Recycling of photovoltaic silicon and graphite waste to prepare three-dimensional silicon/artificial graphite/carbon anodes for lithium-ion battery

Abstract

The production of silicon (Si) wafers generates substantial amounts of micron-sized, high-purity Si waste, resulting in environmental pollution and resource loss. Similarly, the manufacturing of artificial graphite (AG) components results in the generation of significant amounts of unused AG waste. This research focuses on the development of a carbon (C) coated Si/AG composite material with long cycle stability by recycling Si and AG waste. Initially, purified Si waste is combined with anhydrous ethanol and processed in a sand mill to create a Si-containing nanoslurry. Next, carbon nanotubes, polyvinylpyrrolidone, and AG waste are incorporated into the SM-nano Si, mixed, and then spray-dried. The final step involves high-temperature annealing in a hydrogen-argon atmosphere to develop a three-dimensional interpenetrating Si/AG/C structure.
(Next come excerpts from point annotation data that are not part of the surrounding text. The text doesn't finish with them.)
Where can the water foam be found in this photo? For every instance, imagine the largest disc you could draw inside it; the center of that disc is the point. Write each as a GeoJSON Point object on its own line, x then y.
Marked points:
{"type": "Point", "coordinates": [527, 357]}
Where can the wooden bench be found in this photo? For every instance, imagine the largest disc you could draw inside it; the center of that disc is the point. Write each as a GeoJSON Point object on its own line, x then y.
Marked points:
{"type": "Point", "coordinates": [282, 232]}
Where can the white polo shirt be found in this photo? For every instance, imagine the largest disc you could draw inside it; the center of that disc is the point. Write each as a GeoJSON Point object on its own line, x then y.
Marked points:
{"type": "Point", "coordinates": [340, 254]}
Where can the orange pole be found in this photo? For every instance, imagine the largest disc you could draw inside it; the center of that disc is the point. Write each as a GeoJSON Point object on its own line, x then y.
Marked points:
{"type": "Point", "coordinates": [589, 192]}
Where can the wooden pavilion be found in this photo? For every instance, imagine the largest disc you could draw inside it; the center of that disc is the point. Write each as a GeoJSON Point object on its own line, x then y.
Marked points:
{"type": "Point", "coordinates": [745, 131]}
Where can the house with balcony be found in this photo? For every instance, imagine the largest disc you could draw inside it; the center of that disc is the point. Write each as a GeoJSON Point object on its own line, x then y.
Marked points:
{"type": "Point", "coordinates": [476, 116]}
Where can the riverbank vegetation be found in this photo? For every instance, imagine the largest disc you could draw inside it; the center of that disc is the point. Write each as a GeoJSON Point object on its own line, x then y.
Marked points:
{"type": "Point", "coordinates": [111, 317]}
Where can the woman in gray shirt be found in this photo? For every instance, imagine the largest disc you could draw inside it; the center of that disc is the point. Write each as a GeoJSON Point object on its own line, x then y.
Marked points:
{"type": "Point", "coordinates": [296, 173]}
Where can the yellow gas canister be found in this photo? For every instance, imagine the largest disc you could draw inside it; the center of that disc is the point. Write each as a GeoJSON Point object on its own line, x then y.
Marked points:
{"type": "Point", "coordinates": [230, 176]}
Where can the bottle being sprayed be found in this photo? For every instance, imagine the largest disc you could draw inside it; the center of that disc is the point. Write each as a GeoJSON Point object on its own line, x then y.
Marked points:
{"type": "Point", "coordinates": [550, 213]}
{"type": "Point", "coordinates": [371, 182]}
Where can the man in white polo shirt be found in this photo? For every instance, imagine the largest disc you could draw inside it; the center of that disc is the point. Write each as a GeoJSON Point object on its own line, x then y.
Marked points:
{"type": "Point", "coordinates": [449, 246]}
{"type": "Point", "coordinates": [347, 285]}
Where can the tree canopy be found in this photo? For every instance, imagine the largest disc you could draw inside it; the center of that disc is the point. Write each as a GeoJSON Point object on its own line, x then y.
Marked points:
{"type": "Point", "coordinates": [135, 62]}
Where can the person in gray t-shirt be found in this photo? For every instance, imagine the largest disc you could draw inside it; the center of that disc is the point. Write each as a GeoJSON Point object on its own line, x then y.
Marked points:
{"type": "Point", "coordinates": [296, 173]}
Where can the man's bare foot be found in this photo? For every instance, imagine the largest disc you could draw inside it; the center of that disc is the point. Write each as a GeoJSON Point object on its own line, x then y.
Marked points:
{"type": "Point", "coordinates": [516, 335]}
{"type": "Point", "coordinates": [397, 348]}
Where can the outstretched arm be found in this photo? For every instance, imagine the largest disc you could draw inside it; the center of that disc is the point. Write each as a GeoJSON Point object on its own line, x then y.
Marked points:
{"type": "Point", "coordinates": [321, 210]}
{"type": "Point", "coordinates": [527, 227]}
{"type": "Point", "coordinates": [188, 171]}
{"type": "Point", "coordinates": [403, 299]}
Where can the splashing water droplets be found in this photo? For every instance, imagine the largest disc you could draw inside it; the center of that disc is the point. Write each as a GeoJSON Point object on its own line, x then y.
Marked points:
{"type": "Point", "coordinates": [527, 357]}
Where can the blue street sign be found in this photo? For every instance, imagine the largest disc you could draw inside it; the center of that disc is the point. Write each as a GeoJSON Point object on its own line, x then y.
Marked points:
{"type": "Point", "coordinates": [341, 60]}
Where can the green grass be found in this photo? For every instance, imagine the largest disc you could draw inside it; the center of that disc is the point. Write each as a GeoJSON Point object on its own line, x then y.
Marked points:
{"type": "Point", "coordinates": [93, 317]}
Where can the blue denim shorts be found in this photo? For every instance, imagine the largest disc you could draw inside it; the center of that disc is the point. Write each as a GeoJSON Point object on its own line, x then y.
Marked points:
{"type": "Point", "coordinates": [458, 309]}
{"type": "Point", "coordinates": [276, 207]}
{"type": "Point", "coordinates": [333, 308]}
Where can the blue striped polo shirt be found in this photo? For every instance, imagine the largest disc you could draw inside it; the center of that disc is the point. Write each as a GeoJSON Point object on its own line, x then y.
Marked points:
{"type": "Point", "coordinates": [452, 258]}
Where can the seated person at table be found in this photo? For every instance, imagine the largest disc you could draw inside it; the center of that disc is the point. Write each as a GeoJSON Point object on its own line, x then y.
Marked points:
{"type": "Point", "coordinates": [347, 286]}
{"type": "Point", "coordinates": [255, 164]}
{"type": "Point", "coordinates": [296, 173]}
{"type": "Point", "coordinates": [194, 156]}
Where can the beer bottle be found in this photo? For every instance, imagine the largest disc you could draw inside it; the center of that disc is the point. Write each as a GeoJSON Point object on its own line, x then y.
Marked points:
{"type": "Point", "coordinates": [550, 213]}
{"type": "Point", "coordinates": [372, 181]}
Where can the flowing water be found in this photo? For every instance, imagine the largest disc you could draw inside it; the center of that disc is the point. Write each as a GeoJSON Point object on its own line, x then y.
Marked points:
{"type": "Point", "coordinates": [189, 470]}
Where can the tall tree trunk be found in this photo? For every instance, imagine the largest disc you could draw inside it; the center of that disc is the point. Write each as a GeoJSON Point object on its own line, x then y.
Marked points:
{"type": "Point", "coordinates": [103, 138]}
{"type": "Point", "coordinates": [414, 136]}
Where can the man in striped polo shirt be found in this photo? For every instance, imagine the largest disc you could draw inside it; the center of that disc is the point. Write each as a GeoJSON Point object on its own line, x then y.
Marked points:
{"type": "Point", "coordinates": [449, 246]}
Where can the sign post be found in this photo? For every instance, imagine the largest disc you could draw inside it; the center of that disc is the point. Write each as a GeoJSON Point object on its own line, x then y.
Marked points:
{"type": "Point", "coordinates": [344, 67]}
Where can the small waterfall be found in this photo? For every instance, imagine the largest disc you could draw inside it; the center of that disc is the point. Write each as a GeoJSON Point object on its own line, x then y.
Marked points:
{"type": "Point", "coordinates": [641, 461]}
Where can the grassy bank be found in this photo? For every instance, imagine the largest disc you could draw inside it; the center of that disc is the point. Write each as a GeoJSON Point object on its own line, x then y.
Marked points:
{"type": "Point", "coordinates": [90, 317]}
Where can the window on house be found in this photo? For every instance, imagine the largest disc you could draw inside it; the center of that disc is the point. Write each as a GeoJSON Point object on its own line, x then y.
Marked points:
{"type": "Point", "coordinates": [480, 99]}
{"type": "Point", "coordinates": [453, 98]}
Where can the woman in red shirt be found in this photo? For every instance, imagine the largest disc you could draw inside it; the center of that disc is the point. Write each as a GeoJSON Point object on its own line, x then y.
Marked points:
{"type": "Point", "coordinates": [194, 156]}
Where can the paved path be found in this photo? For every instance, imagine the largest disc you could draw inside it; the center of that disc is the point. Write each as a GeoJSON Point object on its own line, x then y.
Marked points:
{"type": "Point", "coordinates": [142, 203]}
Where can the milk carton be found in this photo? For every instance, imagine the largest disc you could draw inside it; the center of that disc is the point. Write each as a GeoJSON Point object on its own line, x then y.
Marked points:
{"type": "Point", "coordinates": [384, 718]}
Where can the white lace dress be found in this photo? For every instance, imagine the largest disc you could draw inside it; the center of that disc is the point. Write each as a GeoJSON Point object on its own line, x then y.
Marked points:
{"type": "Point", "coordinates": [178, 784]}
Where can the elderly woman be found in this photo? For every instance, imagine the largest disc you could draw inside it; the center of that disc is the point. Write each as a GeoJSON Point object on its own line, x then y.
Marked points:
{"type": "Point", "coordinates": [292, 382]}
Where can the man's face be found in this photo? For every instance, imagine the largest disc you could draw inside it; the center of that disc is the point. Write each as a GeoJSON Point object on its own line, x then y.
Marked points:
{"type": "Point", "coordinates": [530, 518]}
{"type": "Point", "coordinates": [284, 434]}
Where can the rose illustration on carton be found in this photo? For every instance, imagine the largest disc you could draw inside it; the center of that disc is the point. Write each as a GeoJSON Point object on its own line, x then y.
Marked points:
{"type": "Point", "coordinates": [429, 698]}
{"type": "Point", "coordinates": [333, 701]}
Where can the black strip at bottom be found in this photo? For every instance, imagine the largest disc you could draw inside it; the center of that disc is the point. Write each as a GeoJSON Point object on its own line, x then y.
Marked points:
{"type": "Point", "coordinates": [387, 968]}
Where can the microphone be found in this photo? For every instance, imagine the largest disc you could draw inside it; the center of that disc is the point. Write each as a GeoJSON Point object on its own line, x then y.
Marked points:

When used as the anode material in lithium-ion batteries, the coin cell maintains a capacity of 639 mAh g⁻¹ after 500 cycles at a current density of 500 mA g⁻¹ , achieving a capacity retention rate of 88 %. Following additional electrostatic modification, the capacity rises to 691.7 mAh g⁻¹ . This study highlights the potential of recycling Si and AG waste to produce high-performance Si/C anode materials, significantly contributing to the sustainable reuse of discarded resources.